Я подписал документы, Руслан собрал их в портфель и сразу принялся прощаться, у него ещё много дел. Он ушёл, и майор Левицкий сказал, что тоже очень рад за меня и мою дружину, но это ещё не повод отлынивать от службы. Я подорвался, спросил разрешения идти, и директор отпустил меня обратно на полигон.

После обеда лекции по теории, и приехал Виталий Логинов. Я ему сразу доложил о том, что инструкторы немцы желают войти в отряд.

— Ну, я это и предполагал, — сказал он. — Вы хоть троих на месте нашли, а отряд Кости Гаева вообще потерял летом семерых. Где им искать новичков?

— Подберём кого-нибудь и сами воспитаем, — проворчал я. — То есть ты не против того, чтобы немцы перешли к нам?

— Да на здоровье, — хмыкнул Виталий. — Немецким языком вы овладели, а другому эти инструкторы вас научить уже не смогут.

— Рунную загадку приготовил? — перешёл я на другую тему.

— Ага, держи, — вынул он из кармана кителя сложенную бумажку и подал мне.

Я тоже сразу убрал её в карман, посмотрел позже, в ячейке перед работой с магическим кристаллом. Смыслов, как всегда, много, да все они мне неважны.

В общем, у меня спрашивали, как я определяю, какое значение следует придавать знакам, словам и событиям. И есть ли у них некое своё, присущее им значение.
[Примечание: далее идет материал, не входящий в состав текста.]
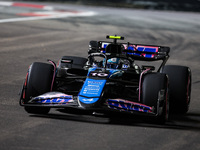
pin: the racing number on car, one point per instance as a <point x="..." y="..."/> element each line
<point x="100" y="74"/>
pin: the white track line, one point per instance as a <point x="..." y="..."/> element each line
<point x="83" y="14"/>
<point x="49" y="12"/>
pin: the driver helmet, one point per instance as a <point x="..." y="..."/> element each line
<point x="113" y="63"/>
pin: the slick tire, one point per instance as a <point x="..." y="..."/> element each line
<point x="153" y="84"/>
<point x="76" y="62"/>
<point x="179" y="87"/>
<point x="39" y="80"/>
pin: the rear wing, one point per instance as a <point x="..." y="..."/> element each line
<point x="135" y="51"/>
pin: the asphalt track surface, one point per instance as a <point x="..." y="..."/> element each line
<point x="26" y="41"/>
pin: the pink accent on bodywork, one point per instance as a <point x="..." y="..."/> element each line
<point x="53" y="73"/>
<point x="141" y="83"/>
<point x="188" y="89"/>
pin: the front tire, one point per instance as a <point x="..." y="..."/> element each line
<point x="39" y="81"/>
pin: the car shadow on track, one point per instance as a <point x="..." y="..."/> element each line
<point x="190" y="121"/>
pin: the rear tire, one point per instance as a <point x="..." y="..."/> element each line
<point x="179" y="87"/>
<point x="154" y="87"/>
<point x="38" y="82"/>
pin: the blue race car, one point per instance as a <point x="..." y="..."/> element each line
<point x="110" y="81"/>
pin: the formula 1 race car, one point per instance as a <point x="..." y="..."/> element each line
<point x="110" y="80"/>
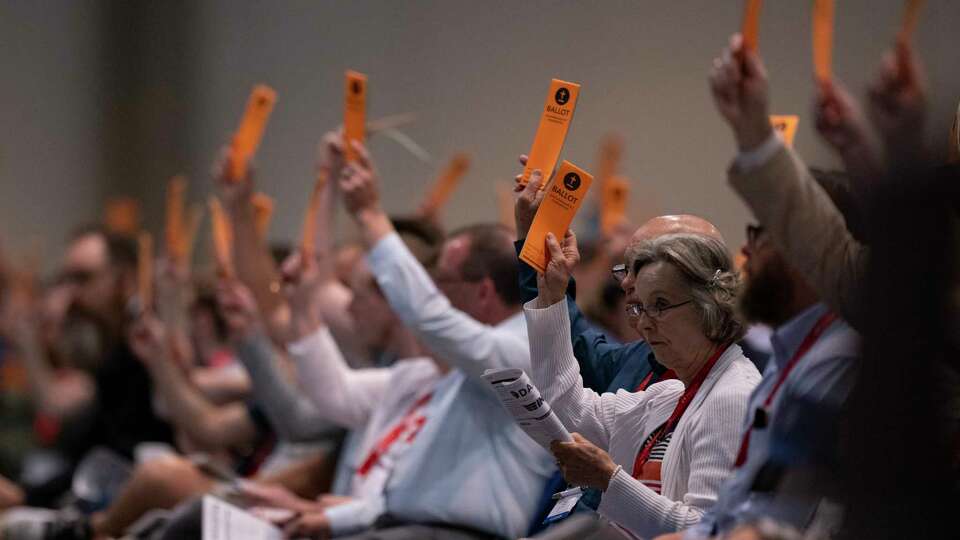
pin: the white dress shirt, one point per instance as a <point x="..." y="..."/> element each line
<point x="469" y="464"/>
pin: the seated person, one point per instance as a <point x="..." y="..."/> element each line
<point x="678" y="438"/>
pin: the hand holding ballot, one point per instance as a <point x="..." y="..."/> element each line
<point x="583" y="463"/>
<point x="528" y="199"/>
<point x="552" y="284"/>
<point x="740" y="90"/>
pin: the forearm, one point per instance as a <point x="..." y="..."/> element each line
<point x="807" y="227"/>
<point x="355" y="516"/>
<point x="344" y="396"/>
<point x="630" y="503"/>
<point x="255" y="266"/>
<point x="189" y="410"/>
<point x="450" y="333"/>
<point x="555" y="372"/>
<point x="293" y="416"/>
<point x="308" y="478"/>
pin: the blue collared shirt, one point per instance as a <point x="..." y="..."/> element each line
<point x="823" y="376"/>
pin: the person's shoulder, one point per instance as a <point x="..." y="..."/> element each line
<point x="663" y="393"/>
<point x="412" y="370"/>
<point x="839" y="341"/>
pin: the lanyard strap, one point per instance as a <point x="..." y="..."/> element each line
<point x="648" y="380"/>
<point x="688" y="394"/>
<point x="410" y="421"/>
<point x="818" y="329"/>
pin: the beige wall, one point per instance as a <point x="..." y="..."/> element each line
<point x="476" y="72"/>
<point x="50" y="141"/>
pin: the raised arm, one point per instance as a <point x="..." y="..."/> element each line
<point x="453" y="335"/>
<point x="344" y="395"/>
<point x="209" y="426"/>
<point x="600" y="359"/>
<point x="254" y="264"/>
<point x="294" y="416"/>
<point x="553" y="367"/>
<point x="809" y="230"/>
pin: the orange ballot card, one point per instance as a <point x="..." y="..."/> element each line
<point x="446" y="183"/>
<point x="750" y="30"/>
<point x="145" y="270"/>
<point x="552" y="131"/>
<point x="614" y="193"/>
<point x="308" y="237"/>
<point x="559" y="206"/>
<point x="911" y="16"/>
<point x="504" y="194"/>
<point x="248" y="135"/>
<point x="222" y="238"/>
<point x="262" y="213"/>
<point x="786" y="126"/>
<point x="354" y="112"/>
<point x="822" y="39"/>
<point x="173" y="232"/>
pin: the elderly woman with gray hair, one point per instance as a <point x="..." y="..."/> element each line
<point x="659" y="455"/>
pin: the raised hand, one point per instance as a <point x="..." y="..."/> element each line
<point x="552" y="284"/>
<point x="301" y="282"/>
<point x="738" y="82"/>
<point x="898" y="98"/>
<point x="232" y="193"/>
<point x="359" y="183"/>
<point x="239" y="310"/>
<point x="148" y="339"/>
<point x="583" y="463"/>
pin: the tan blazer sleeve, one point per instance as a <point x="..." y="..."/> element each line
<point x="806" y="226"/>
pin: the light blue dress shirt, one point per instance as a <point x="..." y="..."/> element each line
<point x="824" y="375"/>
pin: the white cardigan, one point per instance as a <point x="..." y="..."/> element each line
<point x="703" y="447"/>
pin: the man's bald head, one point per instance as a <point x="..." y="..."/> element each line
<point x="678" y="224"/>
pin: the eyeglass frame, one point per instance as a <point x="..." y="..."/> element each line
<point x="619" y="272"/>
<point x="635" y="310"/>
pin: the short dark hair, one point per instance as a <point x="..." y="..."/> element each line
<point x="121" y="250"/>
<point x="492" y="255"/>
<point x="422" y="237"/>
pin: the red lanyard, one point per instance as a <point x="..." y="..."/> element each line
<point x="644" y="455"/>
<point x="648" y="380"/>
<point x="818" y="329"/>
<point x="411" y="422"/>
Понятно, это всё просто шутка была. Ничего мне не говорилось, это я сам придаю неправильное значение. Да и наплевать, всё, что я сделал, я сделал по собственному разумению, потому что считал правильным. Оставалось только дождаться результатов.
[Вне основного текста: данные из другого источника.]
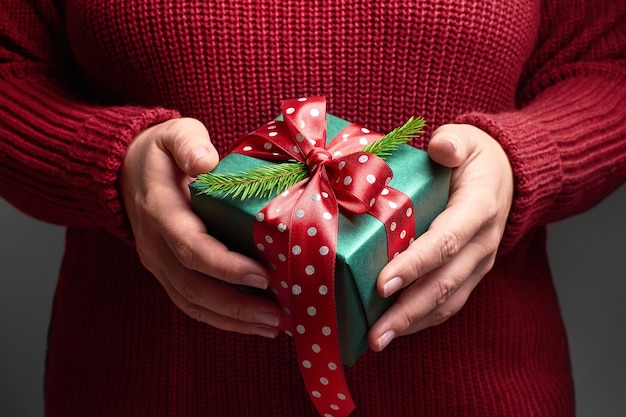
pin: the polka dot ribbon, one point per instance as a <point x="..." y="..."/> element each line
<point x="296" y="233"/>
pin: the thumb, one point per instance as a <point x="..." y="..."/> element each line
<point x="188" y="141"/>
<point x="448" y="146"/>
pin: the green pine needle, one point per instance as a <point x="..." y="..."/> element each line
<point x="268" y="180"/>
<point x="261" y="182"/>
<point x="389" y="143"/>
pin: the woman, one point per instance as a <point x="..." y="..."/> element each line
<point x="105" y="116"/>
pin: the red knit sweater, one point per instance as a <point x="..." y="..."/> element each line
<point x="79" y="78"/>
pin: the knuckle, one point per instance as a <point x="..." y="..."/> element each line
<point x="444" y="289"/>
<point x="450" y="245"/>
<point x="183" y="251"/>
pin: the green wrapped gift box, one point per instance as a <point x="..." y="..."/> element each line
<point x="362" y="241"/>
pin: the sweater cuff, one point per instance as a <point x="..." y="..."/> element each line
<point x="536" y="166"/>
<point x="121" y="125"/>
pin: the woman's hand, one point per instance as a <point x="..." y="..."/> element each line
<point x="196" y="270"/>
<point x="444" y="265"/>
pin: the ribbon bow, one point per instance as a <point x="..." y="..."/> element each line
<point x="296" y="233"/>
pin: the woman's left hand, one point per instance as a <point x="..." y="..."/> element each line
<point x="443" y="266"/>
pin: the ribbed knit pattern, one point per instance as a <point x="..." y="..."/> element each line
<point x="80" y="78"/>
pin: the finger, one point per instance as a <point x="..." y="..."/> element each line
<point x="448" y="146"/>
<point x="445" y="238"/>
<point x="432" y="299"/>
<point x="212" y="301"/>
<point x="189" y="143"/>
<point x="187" y="238"/>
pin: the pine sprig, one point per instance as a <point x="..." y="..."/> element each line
<point x="389" y="143"/>
<point x="261" y="182"/>
<point x="268" y="180"/>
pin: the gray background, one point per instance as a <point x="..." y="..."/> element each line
<point x="588" y="254"/>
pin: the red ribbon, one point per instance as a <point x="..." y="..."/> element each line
<point x="296" y="233"/>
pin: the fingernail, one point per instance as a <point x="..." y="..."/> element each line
<point x="264" y="317"/>
<point x="254" y="280"/>
<point x="385" y="339"/>
<point x="196" y="155"/>
<point x="266" y="332"/>
<point x="393" y="285"/>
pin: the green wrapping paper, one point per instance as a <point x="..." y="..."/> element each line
<point x="362" y="241"/>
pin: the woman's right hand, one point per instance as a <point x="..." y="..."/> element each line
<point x="198" y="272"/>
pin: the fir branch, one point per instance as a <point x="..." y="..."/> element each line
<point x="268" y="180"/>
<point x="263" y="181"/>
<point x="389" y="143"/>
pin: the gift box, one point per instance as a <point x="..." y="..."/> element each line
<point x="362" y="246"/>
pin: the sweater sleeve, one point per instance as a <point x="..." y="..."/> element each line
<point x="60" y="154"/>
<point x="567" y="140"/>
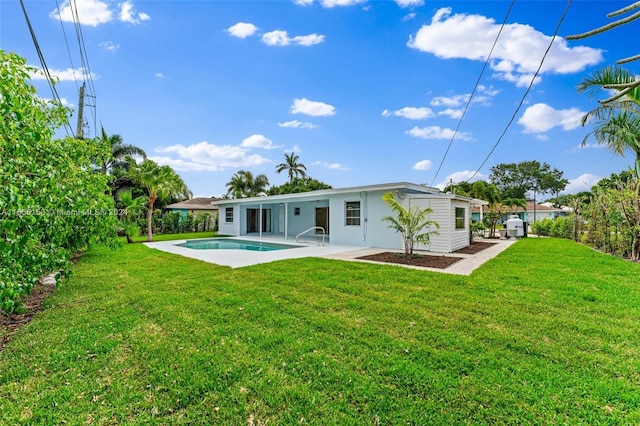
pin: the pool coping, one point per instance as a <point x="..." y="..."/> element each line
<point x="240" y="258"/>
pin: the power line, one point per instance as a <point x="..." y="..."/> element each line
<point x="475" y="87"/>
<point x="513" y="117"/>
<point x="84" y="61"/>
<point x="45" y="69"/>
<point x="66" y="42"/>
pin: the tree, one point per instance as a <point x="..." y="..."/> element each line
<point x="617" y="122"/>
<point x="52" y="204"/>
<point x="298" y="185"/>
<point x="158" y="182"/>
<point x="293" y="168"/>
<point x="117" y="151"/>
<point x="244" y="185"/>
<point x="515" y="180"/>
<point x="412" y="223"/>
<point x="622" y="88"/>
<point x="129" y="206"/>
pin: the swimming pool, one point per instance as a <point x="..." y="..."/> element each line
<point x="233" y="244"/>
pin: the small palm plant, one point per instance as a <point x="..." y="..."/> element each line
<point x="412" y="223"/>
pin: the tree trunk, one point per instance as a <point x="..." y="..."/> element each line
<point x="152" y="200"/>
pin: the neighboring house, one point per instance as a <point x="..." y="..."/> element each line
<point x="541" y="211"/>
<point x="348" y="216"/>
<point x="197" y="206"/>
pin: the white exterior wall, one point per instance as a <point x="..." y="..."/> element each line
<point x="372" y="231"/>
<point x="306" y="219"/>
<point x="459" y="237"/>
<point x="229" y="228"/>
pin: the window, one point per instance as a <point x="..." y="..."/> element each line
<point x="352" y="213"/>
<point x="460" y="218"/>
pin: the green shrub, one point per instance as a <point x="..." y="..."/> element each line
<point x="51" y="204"/>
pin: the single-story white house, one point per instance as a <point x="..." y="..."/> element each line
<point x="348" y="216"/>
<point x="532" y="213"/>
<point x="197" y="206"/>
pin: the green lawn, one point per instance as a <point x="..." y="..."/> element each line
<point x="546" y="333"/>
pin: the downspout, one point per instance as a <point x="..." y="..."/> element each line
<point x="260" y="221"/>
<point x="365" y="214"/>
<point x="286" y="219"/>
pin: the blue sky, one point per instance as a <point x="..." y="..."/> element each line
<point x="364" y="91"/>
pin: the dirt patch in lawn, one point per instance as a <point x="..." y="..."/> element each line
<point x="424" y="260"/>
<point x="31" y="304"/>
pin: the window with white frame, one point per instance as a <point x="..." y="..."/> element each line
<point x="460" y="218"/>
<point x="352" y="213"/>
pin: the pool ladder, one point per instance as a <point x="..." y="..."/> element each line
<point x="311" y="229"/>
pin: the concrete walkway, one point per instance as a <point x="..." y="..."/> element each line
<point x="241" y="258"/>
<point x="468" y="264"/>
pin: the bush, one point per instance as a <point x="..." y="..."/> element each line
<point x="562" y="227"/>
<point x="52" y="204"/>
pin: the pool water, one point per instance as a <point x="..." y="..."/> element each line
<point x="233" y="244"/>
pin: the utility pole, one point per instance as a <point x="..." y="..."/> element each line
<point x="80" y="125"/>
Валентина провела со мной своё время и ушла в декрет, её сменила Наташа. За ней Лена. Я работал в Центре и ждал. Все парни ждали, что вот-вот закончится эта проклятая война. У нас же теперь другой Председатель Совета обороны, и они знали, почему Ваня занял этот пост.

Естественно, что всё требует времени, договориться о мире порой сложнее, чем начать войну. Но Германия явно не в том положении, чтобы выдвигать условия. В чём же дело⁈

Промелькнули две недели отдыха. Я последний раз приехал в загородный дом, надолго простился со всеми, и отряд отправился воевать. Азартом и тревогой горели глаза лишь у новеньких, а нам уже всё надоело. Мы уверены были, что этой командировки не случится!

Но приказ есть приказ. Хоть и без удовольствия, собрались и погрузились в плацкартный вагон. По пути длинных отвлечённых разговоров не затевали. Парни явно хотели меня о многом спросить, но и сами понимали, что нет у меня ответов.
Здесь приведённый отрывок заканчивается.